One can expect him to come up with the cleverest of stratagems when the going gets tough. For example, he may well make Shaukat Aziz the fall guy for the Chief Justice’s suspension. Like prior prime ministers, Aziz serves at the pleasure of the army chief and not vice versa. Unlike Nawaz Sharif, he has no political constituency to fall back upon and will leave without a fight.
That is what gives credibility to rumors that Benazir Bhutto will become the next prime minister. Should the general offer the post to her, she can be expected to take it, whether he is in or out of uniform.
But there will still come a day when Musharraf will leave office, either on his own volition or not. Kelsen’s law of necessity removes military rulers as easily as it installs them.
Since it is impossible to know the terms of Musharraf’s departure, it is impossible to predict who will succeed him. We can’t even say whether that person would be Musharraf’s deputy in the army, a politician chosen by the army or a politician who wins the next elections.
It is precisely this uncertainty about political succession that casts a cloud on the nation’s long-term future. Something has to change.
For too long, political debate in Pakistan has centered on personalities, whether those were in uniform or not. They all had their supporters while they were in charge. Once they were dethroned, their detractors seemed to crawl out of the ground, like ants after the rain. Now the leaders were called the worst of names. Listening to them, one would conclude that Pakistan was the name of a Shakespearean Kingdom, ruled alternatively by lechers and fools and tyrants
By focusing on personalities rather than on issues, the nation has neglected to develop its political institutions. This is the fundamental problem.
Because of the lack of an institutional mooring, Pakistan has lurched from crisis to crisis, like a drunk lurching from pillar to post. More often than not, major political decisions have been made in the interest of individual expediency rather than in the nation’s long-term interest. It is time the debate shifted to issues, such as the nurturing and development of civilian institutions.
How does one begin this conversation? For Pakistan to survive for another 60 years, the next crop of leaders will have to take a pledge that they will uphold the Constitution at all cost. But that will not suffice. A new system of checks and balances will have to be created that guarantees that no presidents, prime ministers, judges or army chiefs will be fired without due process.
Such a system is codified in the rules that embody civilized political conduct in the world’s democracies. These are, of course, the very rules on which Jinnah founded the country.
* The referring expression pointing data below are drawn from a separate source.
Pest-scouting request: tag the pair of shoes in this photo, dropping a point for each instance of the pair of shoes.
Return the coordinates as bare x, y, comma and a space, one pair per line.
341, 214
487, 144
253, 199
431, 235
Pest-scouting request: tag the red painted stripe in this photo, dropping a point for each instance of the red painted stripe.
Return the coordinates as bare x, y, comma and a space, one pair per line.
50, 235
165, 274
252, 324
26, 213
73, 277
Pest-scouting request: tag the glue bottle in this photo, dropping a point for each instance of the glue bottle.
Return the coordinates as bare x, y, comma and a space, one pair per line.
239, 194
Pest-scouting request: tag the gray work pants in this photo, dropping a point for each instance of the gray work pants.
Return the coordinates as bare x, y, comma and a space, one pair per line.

But getting the leaders to observe these rules in Pakistan is easier said then done, my cynical friends tell me.
But there is a way to make this happen. It is premised on a new beginning, under which the leaders in the post-Musharraf dispensation literally sign a new “compact” between themselves and the people. Such a “magna carta” would enshrine the Five Principles outlined below.

A professional army. For way too long, the army has been politicized. In the future, it will accept its position as a creature of the state, not regard itself as the state. The army will foreswear that it will play any role in politics. It will carry out the defense policies of the state, not make them. The defense ministry will prepare the defense budget, not the army. It will be openly debated in parliament, not covered up from the public.

An accountable executive. Elected officials will rule the country but they will not have a license to mint money for themselves. If they don’t perform, they will be removed through Constitutional means.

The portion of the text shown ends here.